Tissue-specific histone modification and transcription factor binding in alpha globin gene expression.

To address the mechanism by which the human globin genes are activated during erythropoiesis, we have used a tiled microarray to analyze the pattern of transcription factor binding and associated histone modifications across the telomeric region of human chromosome 16 in primary erythroid and nonerythroid cells. This 220-kb region includes the alpha globin genes and 9 widely expressed genes flanking the alpha globin locus.

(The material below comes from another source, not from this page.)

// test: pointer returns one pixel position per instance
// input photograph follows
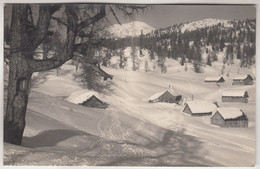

This un-biased, comprehensive analysis of transcription factor binding and histone modifications (acetylation and methylation) described here not only identified all known cis-acting regulatory elements in the human alpha globin cluster but also demonstrated that there are no additional erythroid-specific regulatory elements in the 220-kb region tested. In addition, the pattern of histone modification distinguished promoter elements from potential enhancer elements across this region. Finally, comparison of the human and mouse orthologous regions in a unique mouse model, with both regions coexpressed in the same animal, showed significant differences that may explain how these 2 clusters are regulated differently in vivo.

• Publication year

  2007

• Venue

  Blood

• Publication date

  2007-12-15

• Fields of study

  Biology, Medicine

• Identifiers
  DOI 10.1182/BLOOD-2007-06-097964PMID 17715390
• External record

  Open on Semantic Scholar

• Source metadata

  Semantic Scholar, PubMed

• No claims are published for this paper.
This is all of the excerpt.